After the June meeting, the dot plot indicated two Fed rate hikes in 2023, versus zero before the meeting. That drove Treasury investors to "flatten their curve," unwinding the steepeners by buying longer paper and driving down its yield.
"It's just positioning to a large extent," he says.
So … what about inflation?
Fed Chairman Jerome Powell has for some time been insisting that current inflationary data is "transitory." Natixis' LaVorgna says Fed Funds futures confirm Powell's stance, that the Fed's actions are leading to exactly that result. He notes that the futures reveal not only an impending reduction in the U.S. economy's strength but that "inflation is not sustainable either. It is transitory."
Exhibiting a dose of cynicism and much greater concern for prices, Axonic's Cecchini says, "The Fed can't say anything other than inflation is transitory, because if they did, that would change expectations. They have to say it's not going to last." Raising inflation expectations would itself drive inflation higher.
"But inflation is real," Cecchini emphasizes, noting that the Consumer Price Index registered a 5.4% gain over the last year ended June, while the Producer Price Index printed at 7.3% for that period.
Arena CEO Zwirn also believes that inflation is unlikely to be transitory, saying, "Per Larry Summers' recent comments, with which we agree, the implementation of across-the-board Keynesian fiscal overspending when the U.S. budget is strained due to massive already-existing excess commitments domestically and abroad is reminiscent of U.S. President Lyndon Johnson's overcommitting to the so-called Great Society while trying to maintain the massive spending associated with Vietnam."

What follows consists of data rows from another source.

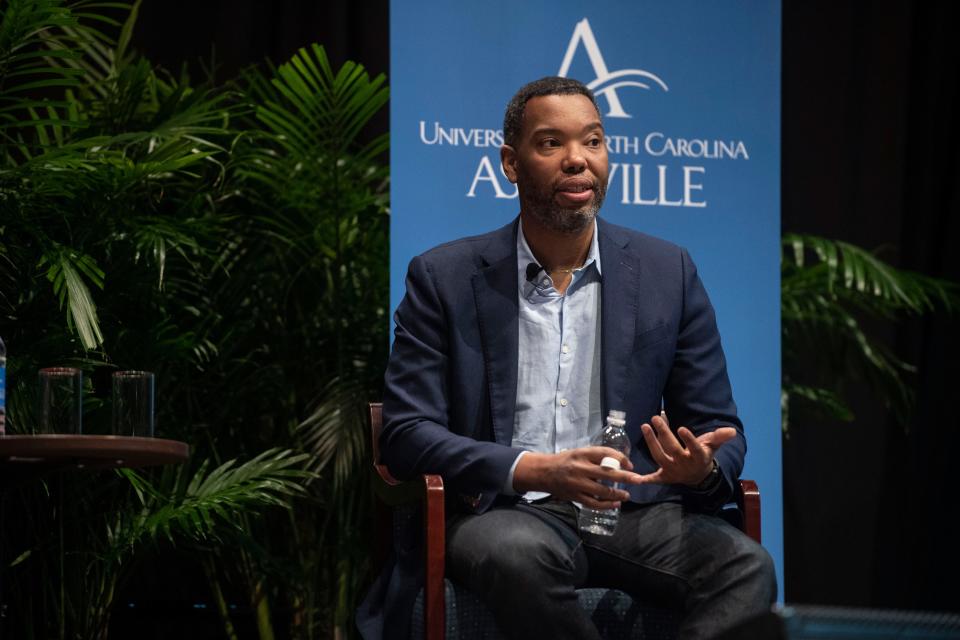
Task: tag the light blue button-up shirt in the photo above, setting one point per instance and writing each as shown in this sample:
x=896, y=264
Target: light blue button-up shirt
x=558, y=371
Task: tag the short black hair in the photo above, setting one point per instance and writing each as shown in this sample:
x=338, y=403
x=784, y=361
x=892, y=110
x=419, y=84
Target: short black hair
x=549, y=86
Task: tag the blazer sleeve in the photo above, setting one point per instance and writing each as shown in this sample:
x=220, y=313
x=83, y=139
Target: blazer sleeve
x=417, y=437
x=698, y=393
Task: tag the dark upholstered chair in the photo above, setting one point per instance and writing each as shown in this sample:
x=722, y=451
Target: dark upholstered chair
x=445, y=611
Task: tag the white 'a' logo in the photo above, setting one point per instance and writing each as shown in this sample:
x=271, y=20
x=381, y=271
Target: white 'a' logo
x=606, y=83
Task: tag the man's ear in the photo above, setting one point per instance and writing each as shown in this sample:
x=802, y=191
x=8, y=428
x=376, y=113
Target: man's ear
x=508, y=158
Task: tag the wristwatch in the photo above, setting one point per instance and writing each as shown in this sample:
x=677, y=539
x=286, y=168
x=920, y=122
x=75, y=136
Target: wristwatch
x=711, y=481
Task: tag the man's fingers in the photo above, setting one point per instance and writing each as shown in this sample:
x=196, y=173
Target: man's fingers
x=667, y=440
x=717, y=437
x=651, y=478
x=653, y=444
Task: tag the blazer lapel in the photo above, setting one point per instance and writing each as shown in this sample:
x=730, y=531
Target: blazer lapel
x=619, y=309
x=495, y=292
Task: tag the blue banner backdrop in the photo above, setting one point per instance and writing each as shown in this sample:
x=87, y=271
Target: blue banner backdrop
x=690, y=93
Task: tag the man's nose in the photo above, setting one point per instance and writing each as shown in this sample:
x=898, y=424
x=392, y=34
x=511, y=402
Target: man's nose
x=574, y=161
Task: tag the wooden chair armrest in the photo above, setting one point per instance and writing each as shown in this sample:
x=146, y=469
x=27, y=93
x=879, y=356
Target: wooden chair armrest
x=749, y=500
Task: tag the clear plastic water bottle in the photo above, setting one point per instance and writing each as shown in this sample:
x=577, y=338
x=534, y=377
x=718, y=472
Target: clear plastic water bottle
x=3, y=388
x=604, y=521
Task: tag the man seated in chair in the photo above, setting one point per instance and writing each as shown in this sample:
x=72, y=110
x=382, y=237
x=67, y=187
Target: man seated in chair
x=511, y=347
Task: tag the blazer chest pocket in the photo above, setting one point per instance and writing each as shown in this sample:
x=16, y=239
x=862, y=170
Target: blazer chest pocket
x=652, y=336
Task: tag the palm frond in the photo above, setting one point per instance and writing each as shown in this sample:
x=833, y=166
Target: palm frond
x=196, y=507
x=66, y=271
x=335, y=432
x=829, y=289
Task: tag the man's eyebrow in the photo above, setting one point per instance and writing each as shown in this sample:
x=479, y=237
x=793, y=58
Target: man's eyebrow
x=553, y=130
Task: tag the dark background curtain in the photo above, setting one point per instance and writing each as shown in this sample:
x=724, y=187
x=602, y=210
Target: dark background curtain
x=870, y=156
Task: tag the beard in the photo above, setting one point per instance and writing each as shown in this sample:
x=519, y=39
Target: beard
x=540, y=204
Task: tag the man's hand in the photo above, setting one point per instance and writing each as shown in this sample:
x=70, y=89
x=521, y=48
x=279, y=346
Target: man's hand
x=686, y=463
x=575, y=475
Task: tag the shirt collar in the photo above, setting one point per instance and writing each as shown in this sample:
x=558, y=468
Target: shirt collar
x=525, y=255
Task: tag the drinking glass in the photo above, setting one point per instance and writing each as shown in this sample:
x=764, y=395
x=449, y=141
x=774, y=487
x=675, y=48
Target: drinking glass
x=61, y=400
x=133, y=400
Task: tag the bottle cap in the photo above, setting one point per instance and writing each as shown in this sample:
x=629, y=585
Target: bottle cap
x=610, y=463
x=618, y=418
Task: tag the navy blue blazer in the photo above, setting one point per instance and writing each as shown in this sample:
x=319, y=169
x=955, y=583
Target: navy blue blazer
x=450, y=391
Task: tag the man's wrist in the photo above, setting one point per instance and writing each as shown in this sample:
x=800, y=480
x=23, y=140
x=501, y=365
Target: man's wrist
x=710, y=481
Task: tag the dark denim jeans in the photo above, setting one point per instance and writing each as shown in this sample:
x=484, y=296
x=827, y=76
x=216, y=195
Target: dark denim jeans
x=527, y=560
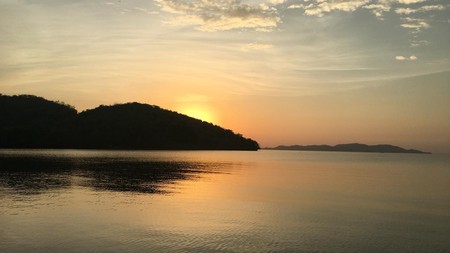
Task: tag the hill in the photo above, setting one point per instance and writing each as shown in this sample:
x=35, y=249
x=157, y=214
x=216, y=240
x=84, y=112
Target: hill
x=352, y=147
x=34, y=122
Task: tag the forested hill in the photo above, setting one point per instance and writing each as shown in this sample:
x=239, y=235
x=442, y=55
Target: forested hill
x=32, y=122
x=352, y=147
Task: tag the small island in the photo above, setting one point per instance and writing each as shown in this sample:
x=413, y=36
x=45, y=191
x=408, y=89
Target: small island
x=33, y=122
x=352, y=147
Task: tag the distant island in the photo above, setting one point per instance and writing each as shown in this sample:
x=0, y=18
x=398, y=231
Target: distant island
x=352, y=147
x=28, y=121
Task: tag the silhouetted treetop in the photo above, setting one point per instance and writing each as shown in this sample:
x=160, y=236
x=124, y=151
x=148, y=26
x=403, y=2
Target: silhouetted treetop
x=121, y=126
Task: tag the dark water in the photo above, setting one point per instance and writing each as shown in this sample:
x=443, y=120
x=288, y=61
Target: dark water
x=214, y=201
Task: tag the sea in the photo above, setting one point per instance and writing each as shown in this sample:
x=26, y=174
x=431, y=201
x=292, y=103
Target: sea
x=223, y=201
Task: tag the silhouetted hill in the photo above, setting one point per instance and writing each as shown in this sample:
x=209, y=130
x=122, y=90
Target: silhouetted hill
x=33, y=122
x=352, y=147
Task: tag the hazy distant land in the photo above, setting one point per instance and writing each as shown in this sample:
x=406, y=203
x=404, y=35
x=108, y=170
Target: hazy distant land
x=352, y=147
x=34, y=122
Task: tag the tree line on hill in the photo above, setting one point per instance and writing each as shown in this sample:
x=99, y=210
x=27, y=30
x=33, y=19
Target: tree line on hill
x=28, y=121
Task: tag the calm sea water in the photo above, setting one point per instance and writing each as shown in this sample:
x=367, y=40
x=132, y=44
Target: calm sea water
x=223, y=201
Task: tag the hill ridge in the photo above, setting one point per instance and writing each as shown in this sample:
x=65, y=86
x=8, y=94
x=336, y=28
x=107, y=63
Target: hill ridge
x=34, y=122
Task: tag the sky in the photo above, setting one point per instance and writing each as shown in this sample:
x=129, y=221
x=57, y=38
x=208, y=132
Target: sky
x=281, y=72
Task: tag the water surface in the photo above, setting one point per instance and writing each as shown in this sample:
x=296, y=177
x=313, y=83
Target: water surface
x=223, y=201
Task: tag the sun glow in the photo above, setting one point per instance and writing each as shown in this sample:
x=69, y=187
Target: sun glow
x=200, y=113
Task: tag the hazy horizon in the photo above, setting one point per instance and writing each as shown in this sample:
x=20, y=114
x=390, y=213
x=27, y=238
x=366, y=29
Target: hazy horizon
x=281, y=72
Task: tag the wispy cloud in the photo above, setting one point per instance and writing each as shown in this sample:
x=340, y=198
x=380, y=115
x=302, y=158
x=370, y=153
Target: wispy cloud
x=257, y=46
x=222, y=15
x=410, y=1
x=320, y=6
x=425, y=8
x=405, y=58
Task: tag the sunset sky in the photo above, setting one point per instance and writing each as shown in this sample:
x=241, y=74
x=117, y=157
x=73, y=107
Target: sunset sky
x=280, y=72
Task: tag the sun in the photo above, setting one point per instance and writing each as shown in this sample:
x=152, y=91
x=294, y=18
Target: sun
x=200, y=113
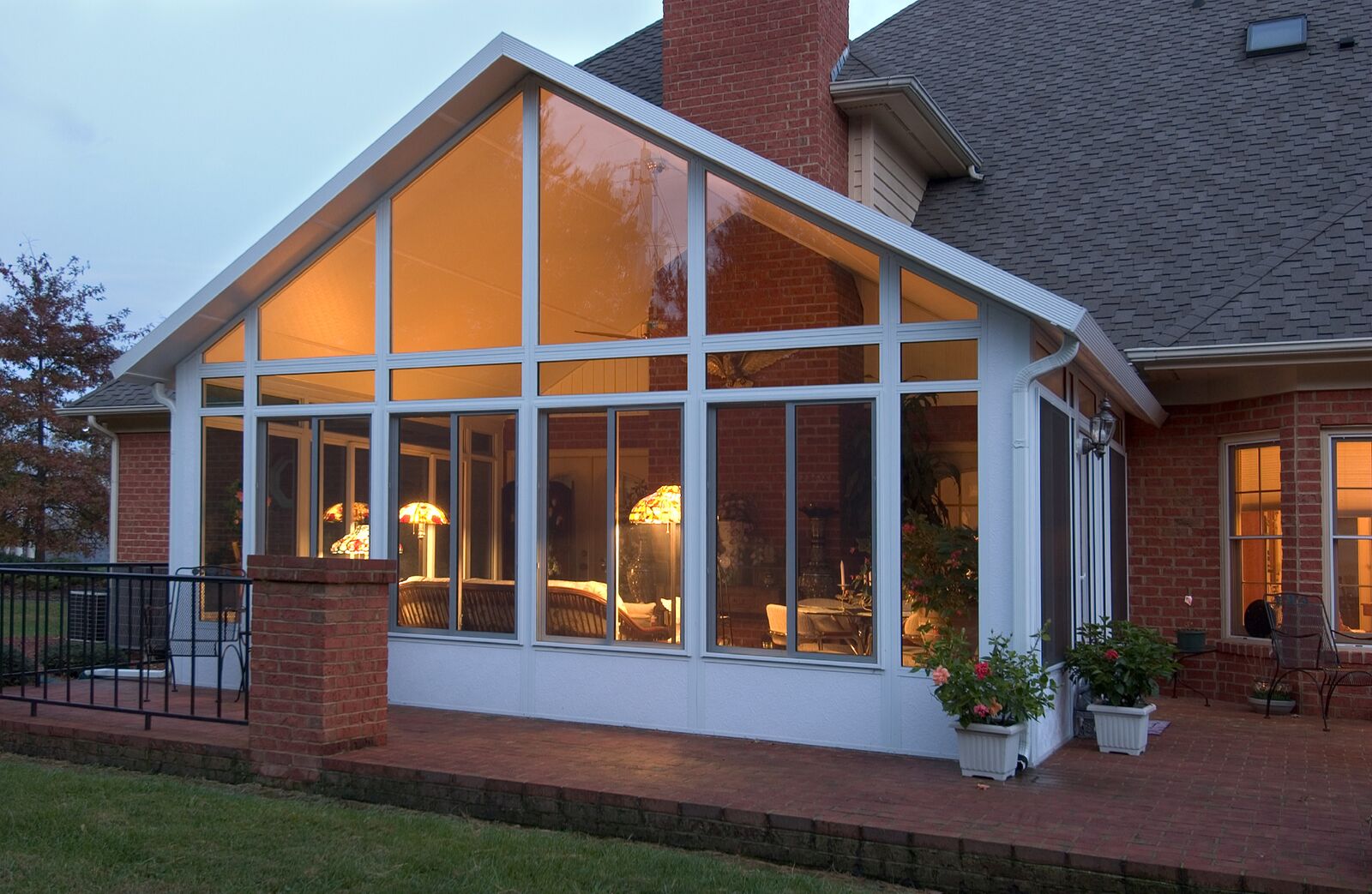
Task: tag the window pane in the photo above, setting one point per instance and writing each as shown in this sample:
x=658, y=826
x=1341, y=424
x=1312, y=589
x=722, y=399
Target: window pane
x=456, y=383
x=924, y=301
x=843, y=365
x=328, y=310
x=939, y=361
x=221, y=393
x=221, y=493
x=228, y=349
x=833, y=528
x=617, y=375
x=612, y=226
x=1353, y=585
x=751, y=527
x=456, y=244
x=768, y=269
x=939, y=507
x=354, y=387
x=648, y=482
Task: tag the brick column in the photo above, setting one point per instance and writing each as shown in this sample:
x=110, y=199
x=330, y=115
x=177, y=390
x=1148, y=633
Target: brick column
x=317, y=661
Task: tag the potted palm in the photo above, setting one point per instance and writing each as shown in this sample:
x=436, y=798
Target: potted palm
x=1120, y=664
x=991, y=699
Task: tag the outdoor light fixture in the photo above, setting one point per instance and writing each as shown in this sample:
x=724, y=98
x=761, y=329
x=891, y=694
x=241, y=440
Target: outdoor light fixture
x=1102, y=429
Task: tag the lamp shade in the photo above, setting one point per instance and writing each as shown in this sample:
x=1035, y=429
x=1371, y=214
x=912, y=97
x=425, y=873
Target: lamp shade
x=356, y=542
x=660, y=507
x=423, y=514
x=360, y=513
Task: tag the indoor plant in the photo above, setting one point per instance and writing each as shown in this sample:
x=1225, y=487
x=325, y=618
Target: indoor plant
x=991, y=699
x=1120, y=663
x=1282, y=697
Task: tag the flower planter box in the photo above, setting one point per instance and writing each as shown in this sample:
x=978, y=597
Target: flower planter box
x=1122, y=729
x=987, y=750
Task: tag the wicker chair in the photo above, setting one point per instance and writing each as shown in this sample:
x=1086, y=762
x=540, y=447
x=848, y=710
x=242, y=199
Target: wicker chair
x=1303, y=644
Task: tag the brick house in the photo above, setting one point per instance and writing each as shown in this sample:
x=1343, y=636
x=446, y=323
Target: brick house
x=635, y=352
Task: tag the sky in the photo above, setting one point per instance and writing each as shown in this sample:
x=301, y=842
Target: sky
x=158, y=139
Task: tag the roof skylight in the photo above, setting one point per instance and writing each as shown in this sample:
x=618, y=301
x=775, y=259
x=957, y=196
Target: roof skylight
x=1276, y=36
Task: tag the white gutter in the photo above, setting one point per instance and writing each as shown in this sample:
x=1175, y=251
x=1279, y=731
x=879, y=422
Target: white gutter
x=114, y=486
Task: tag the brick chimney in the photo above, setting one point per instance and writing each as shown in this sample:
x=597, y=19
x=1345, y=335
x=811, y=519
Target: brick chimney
x=756, y=73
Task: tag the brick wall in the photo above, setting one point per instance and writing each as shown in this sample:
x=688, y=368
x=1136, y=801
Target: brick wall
x=1176, y=534
x=144, y=496
x=319, y=661
x=756, y=73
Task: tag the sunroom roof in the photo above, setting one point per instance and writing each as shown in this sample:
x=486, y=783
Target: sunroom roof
x=493, y=71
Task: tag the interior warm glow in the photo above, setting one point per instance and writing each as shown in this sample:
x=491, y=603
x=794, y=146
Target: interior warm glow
x=612, y=226
x=228, y=349
x=924, y=301
x=456, y=244
x=328, y=310
x=454, y=383
x=767, y=269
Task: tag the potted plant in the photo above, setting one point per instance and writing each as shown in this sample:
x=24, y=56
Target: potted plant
x=1120, y=663
x=1280, y=697
x=1190, y=638
x=991, y=699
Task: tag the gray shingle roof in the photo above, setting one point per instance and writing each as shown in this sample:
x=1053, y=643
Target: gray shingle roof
x=1138, y=162
x=118, y=393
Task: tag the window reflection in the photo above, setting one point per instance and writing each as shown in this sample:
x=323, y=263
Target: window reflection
x=767, y=269
x=612, y=229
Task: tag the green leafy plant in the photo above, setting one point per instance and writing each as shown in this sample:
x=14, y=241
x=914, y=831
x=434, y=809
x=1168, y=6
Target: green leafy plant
x=1002, y=688
x=1120, y=663
x=72, y=657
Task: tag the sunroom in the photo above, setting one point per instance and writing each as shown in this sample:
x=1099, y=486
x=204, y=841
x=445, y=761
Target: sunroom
x=660, y=434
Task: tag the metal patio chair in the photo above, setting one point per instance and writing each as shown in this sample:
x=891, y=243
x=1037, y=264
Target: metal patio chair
x=1303, y=644
x=196, y=637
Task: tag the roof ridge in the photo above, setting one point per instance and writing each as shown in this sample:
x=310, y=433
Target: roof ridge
x=1317, y=228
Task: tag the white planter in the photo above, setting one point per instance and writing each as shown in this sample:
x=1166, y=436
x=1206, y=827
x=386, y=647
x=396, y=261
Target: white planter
x=988, y=752
x=1122, y=729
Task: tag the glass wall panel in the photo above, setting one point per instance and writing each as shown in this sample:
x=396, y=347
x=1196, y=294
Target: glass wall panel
x=1353, y=535
x=751, y=524
x=939, y=507
x=221, y=393
x=456, y=383
x=466, y=523
x=612, y=229
x=328, y=310
x=221, y=491
x=841, y=365
x=317, y=487
x=617, y=375
x=648, y=525
x=924, y=301
x=304, y=388
x=1255, y=477
x=456, y=244
x=939, y=361
x=230, y=349
x=767, y=269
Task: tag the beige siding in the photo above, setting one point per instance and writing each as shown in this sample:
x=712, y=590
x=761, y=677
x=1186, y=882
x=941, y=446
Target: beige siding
x=882, y=174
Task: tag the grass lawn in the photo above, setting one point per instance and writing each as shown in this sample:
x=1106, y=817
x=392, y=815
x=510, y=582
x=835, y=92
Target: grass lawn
x=77, y=829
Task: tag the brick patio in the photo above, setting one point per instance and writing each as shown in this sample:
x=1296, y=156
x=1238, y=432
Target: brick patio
x=1225, y=800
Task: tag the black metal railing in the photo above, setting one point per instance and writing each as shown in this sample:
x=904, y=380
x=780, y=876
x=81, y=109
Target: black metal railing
x=128, y=638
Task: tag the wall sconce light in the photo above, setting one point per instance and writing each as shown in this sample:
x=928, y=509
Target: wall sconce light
x=1102, y=429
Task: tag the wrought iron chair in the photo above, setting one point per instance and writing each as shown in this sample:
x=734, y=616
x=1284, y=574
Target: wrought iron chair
x=1303, y=644
x=208, y=623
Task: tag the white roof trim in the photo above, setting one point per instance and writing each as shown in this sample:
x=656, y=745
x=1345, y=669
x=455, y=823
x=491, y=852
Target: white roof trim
x=489, y=75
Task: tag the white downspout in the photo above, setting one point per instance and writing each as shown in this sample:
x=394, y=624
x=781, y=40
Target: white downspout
x=114, y=486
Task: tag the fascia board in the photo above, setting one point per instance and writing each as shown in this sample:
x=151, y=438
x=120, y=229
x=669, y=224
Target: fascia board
x=491, y=71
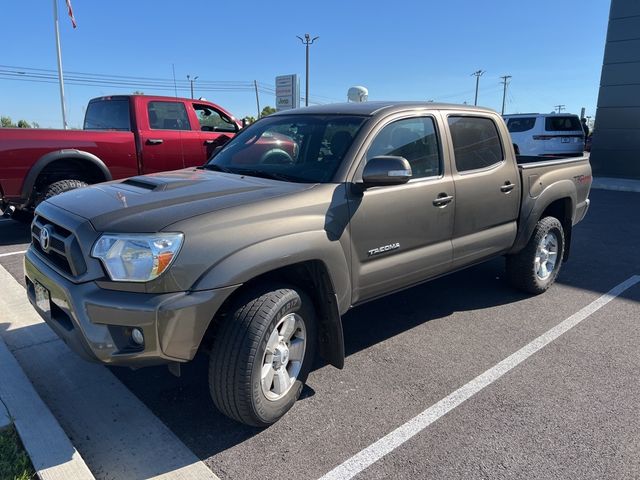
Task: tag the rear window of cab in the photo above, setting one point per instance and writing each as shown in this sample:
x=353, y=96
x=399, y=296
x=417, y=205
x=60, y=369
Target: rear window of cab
x=562, y=124
x=521, y=124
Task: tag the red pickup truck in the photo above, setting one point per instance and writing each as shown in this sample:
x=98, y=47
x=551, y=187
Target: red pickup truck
x=123, y=136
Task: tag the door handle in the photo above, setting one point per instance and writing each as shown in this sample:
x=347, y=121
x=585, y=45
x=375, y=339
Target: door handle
x=442, y=200
x=507, y=187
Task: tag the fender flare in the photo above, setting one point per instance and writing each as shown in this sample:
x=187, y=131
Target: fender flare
x=48, y=158
x=554, y=192
x=332, y=293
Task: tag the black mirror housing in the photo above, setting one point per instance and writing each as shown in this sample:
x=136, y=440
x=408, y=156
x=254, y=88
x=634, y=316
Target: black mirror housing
x=386, y=170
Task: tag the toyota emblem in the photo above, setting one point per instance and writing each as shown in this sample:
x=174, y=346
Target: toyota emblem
x=45, y=238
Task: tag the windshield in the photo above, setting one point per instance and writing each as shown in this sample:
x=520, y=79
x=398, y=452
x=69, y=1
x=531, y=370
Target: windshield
x=297, y=148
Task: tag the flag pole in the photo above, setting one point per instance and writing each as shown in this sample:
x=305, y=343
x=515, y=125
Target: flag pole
x=60, y=77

Zwirn believes that Johnson's actions led directly to 70s economic malaise, which President Richard Nixon could not solve by leaving the gold standard and implementing wage and price controls, President Jimmy Carter did not solve either, and was only finally tamed by President Ronald Reagan and then-Fed Chairman Paul Volcker.
Zwirn expects the Fed's current messaging will eventually have to change from "inflation is transitory," to "we have inflation."
When that happens, Zwirn concludes, "we will see how difficult it is to get that genie back in the bottle."
Amended at 6:53 p.m. ET on July 23, 2021 to fix a typographical error.